TheChat: Is Ben Carson fading, fading, fading away?


Good morning.

▪ “Unfortunately, Paris happened. San Bernardino happened. Somehow the narrative has been projected that if you’re soft-spoken and mild-mannered, there is no way you can deal with terrorism, with national security, that you’re not a strong person.” — GOP presidential candidate Ben Carson explaining why he’s fading in the polls.

Carson appeared adrift in an interview with The Washington Post. At one point, he said his staff had let him down and that a shakeup was imminent. But then he walked back those comments after The Post reported his comments. Is he the next Michelle Bachmann or Herman Cain? Maybe.

▪ “That’s something I understood that at the time, and Senator Blunt did not.” — Democrat Jason Kander, a candidate for the U.S. Senate in Missouri, calling the Iraq War a mistake.

Kander, Missouri’s secretary of state, described the war as “a huge strategic error” and said the GOP presidential candidates agree. (link via

▪ “They want to hit a home run, but are going to have to take some singles.” — Ron Leone, executive director of the Missouri Petroleum Marketers & Convenience Store Association, talking about the Missouri Department of Transportation, which faces huge funding shortages, but is showing interest in supporting incremental tax increases to solve its problems.

The association is backing higher taxes on cigarettes and tobacco for the first time and initially wanted the money to go to the state general fund. Now it’s switching gears and wants the $100 million the tax increases would generate to go to fixing roads and bridges. That amount wouldn’t solve MoDOT’s funding crisis, but would move the situation along.

▪ “The Kansas Labor Force Awakens.” — Kansas Gov. Sam Brownback’s office tweeting about the record number of people employed in the state.

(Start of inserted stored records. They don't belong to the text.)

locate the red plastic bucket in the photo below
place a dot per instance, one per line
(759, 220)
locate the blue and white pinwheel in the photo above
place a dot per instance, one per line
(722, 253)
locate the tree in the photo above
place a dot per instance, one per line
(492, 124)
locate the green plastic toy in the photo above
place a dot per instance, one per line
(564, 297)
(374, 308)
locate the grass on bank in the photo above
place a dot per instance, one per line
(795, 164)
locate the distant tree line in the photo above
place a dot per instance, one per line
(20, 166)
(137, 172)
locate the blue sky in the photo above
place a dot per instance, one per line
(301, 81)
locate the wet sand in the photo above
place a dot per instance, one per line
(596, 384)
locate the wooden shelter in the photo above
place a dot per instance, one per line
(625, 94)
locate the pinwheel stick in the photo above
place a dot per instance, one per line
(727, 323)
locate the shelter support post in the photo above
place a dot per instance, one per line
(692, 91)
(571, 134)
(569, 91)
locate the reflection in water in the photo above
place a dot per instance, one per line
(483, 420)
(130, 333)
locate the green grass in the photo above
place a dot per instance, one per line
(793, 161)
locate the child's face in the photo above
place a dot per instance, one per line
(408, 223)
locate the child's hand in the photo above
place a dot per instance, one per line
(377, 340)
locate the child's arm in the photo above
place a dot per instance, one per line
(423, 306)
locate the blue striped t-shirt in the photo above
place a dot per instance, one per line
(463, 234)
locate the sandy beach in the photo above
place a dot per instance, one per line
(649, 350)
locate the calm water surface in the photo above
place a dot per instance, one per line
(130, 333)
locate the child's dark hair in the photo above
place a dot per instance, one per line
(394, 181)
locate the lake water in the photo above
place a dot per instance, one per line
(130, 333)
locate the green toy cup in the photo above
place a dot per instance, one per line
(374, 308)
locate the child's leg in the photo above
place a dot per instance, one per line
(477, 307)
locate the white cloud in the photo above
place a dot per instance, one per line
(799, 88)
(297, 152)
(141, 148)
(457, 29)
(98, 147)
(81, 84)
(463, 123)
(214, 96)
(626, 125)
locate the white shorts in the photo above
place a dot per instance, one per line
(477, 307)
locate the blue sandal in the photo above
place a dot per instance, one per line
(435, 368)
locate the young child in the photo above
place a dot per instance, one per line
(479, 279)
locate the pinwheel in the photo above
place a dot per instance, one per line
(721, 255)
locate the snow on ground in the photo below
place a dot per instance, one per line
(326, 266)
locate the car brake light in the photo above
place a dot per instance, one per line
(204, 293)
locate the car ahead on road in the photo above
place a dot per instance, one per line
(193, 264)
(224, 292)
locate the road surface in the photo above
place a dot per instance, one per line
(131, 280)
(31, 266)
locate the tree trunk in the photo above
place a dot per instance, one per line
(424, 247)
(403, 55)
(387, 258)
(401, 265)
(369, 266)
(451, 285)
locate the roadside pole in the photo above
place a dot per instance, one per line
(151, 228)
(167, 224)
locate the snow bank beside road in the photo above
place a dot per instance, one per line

Brownback’s office pointed to the 1.4 million people who have jobs and borrowed a line from the new “Star Wars” movie to make a point that the state economy is cooking. Critics, though, point to other issues, including lower-than-expected tax revenue and job growth. The debate over Brownback’s 2012 business tax cuts continues amid signs that lawmakers don’t want to deal with taxes again this session, which falls during an election year.